La Guardia Costiera di Pozzallo ha portato a termine all’alba di oggi un complesso salvataggio a favore di un diportista rimasto isolato in mare aperto. L’allarme è scattato nelle prime ore del mattino, quando una barca a vela di circa 14 metri ha richiesto assistenza a causa di un’avaria totale che la rendeva ingovernabile durante una tempesta.
La Sala Operativa ha ricevuto la richiesta di soccorso intorno alle prime luci dell’alba, inviando immediatamente la motovedetta CP 311. L’imbarcazione si trovava a circa 10 miglia nautiche dalla terraferma, impossibilitata a manovrare a causa del motore fuori uso e delle vele letteralmente distrutte dalle raffiche di vento. La situazione appariva critica per l’unico occupante a bordo, rimasto alla deriva in un’area caratterizzata da mare molto agitato.
L’equipaggio della Guardia Costiera è riuscito a individuare l’unità intorno alle ore 06:30, operando in condizioni ambientali avverse. Dopo aver accertato che il diportista non necessitava di cure mediche immediate, i militari hanno rinunciato al trasbordo dell’uomo, giudicato troppo pericoloso per via del moto ondoso, procedendo invece alla messa in sicurezza e al traino forzato dello scafo verso la terraferma.
Operazioni concluse e raccomandazioni per la sicurezza
Il convoglio ha raggiunto il porto di Pozzallo intorno alle ore 09:00, dove l’unità è stata finalmente ormeggiata. Nonostante l’esperienza traumatica, il diportista è uscito illeso dall’incidente, sebbene visibilmente provato dalle ore trascorse in balìa degli elementi.

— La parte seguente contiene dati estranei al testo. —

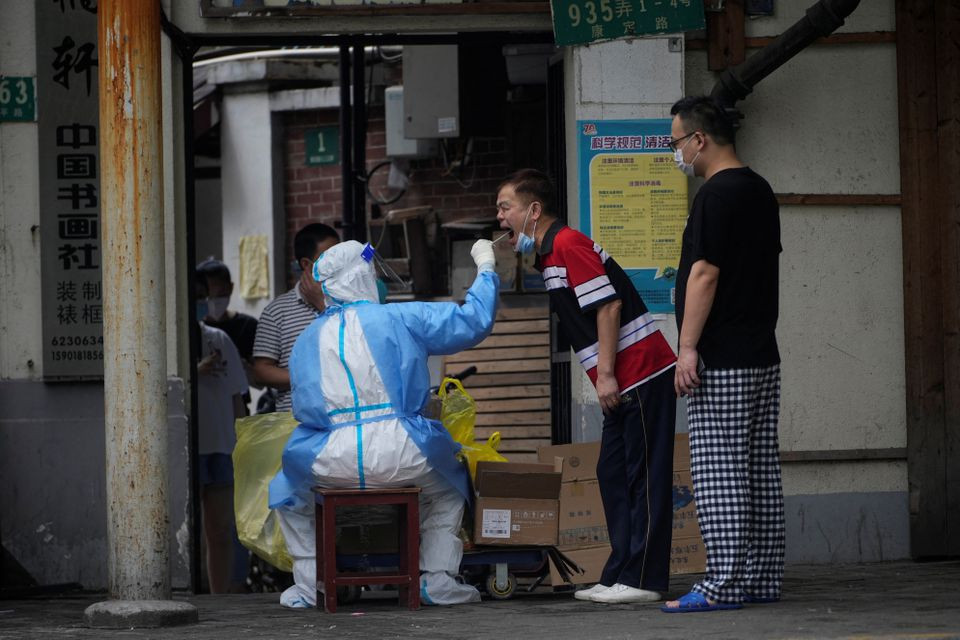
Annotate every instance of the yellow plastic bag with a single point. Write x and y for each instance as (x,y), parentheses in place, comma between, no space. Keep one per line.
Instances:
(256,460)
(458,413)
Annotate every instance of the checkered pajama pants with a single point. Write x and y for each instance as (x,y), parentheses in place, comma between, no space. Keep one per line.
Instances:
(735,464)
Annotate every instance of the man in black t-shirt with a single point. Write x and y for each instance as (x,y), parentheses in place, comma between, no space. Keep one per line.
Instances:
(728,364)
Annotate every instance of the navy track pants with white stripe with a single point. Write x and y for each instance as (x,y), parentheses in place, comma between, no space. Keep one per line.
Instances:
(635,472)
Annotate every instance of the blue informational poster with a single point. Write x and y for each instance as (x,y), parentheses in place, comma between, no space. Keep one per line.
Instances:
(633,201)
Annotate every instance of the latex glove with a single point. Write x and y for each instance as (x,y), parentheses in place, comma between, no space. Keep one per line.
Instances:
(482,254)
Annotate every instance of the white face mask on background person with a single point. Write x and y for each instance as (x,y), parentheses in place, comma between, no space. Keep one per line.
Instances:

Le operazioni di traino hanno richiesto una perizia tecnica elevata per evitare che la barca a vela subisse ulteriori danni strutturali durante il rientro in bacino.
In seguito all’evento, le autorità marittime hanno ribadito l’importanza della prevenzione. È fondamentale consultare sempre i bollettini meteo prima di mollare gli ormeggi e verificare l’efficienza meccanica dell’unità. In caso di pericolo, resta attivo il Numero Blu 1530, dedicato esclusivamente alle emergenze in mare, oltre al Numero Unico di Emergenza 112, per garantire un coordinamento immediato dei soccorsi su tutto il territorio nazionale.